STOSSEL: Totally. I'm in total agreement with Rand Paul. You can call it public accommodation, and it is, but it's a private business. And if a private business wants to say, "We don't want any blond anchorwomen or mustached guys," it ought to be their right. Are we going to say to the black students' association they have to take white people, or the gay softball association they have to take straight people? We should have freedom of association in America.
KELLY: OK. When you put it like that it sounds fine, right? So who cares if a blond anchorwoman and mustached anchorman can't go into the lunchroom. But as you know, the Civil Rights Act of 1964 came around because it was needed. Blacks weren't allowed to sit at the lunch counter with whites. They couldn't, as they traveled from state to state in this country, they couldn't go in and use a restroom. They couldn't get severed meals and so on, and therefore, unfortunately in this country a law was necessary to get them equal rights.
STOSSEL: Absolutely. But those -- Jim Crow -- those were government rules. Government was saying we have white and black drinking fountains.

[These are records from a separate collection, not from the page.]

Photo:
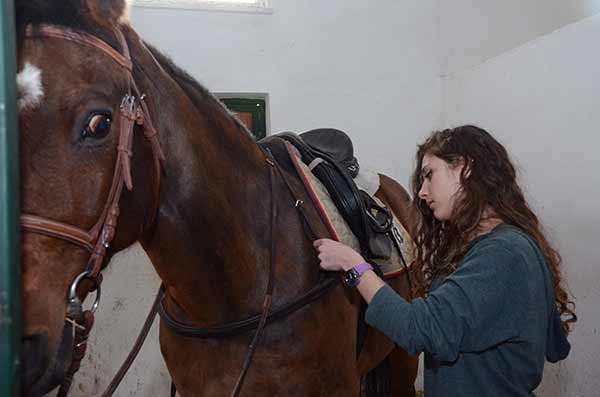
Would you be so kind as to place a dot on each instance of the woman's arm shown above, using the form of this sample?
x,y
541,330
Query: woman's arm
x,y
337,256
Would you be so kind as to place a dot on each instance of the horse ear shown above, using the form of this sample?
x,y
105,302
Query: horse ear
x,y
108,12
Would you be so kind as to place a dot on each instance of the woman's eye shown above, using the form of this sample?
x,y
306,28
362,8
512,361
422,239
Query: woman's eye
x,y
97,127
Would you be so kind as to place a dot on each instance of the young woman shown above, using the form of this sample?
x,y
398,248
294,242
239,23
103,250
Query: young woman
x,y
491,315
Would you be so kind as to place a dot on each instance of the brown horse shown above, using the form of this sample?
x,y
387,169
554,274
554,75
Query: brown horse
x,y
206,203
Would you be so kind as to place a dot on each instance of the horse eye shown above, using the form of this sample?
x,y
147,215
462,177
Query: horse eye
x,y
98,126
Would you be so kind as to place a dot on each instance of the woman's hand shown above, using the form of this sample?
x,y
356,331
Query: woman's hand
x,y
336,256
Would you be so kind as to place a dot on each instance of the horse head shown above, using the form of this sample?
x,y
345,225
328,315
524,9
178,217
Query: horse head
x,y
84,160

That's very different from saying private people can't discriminate.
KELLY: How do you know? How do you know that these private business owners, who owned restaurants and so on, would have said, "You know what? Yes. We will take blacks.
STOSSEL: Some wouldn't.
KELLY: We'll take gays. We'll take lesbians," if they hadn't been forced to do it.
STOSSEL: Because eventually they would have lost business. The free market competition would have cleaned the clocks of the people who didn't serve most customers.
KELLY: How do you know that, John?
STOSSEL: I don't. You can't know for sure.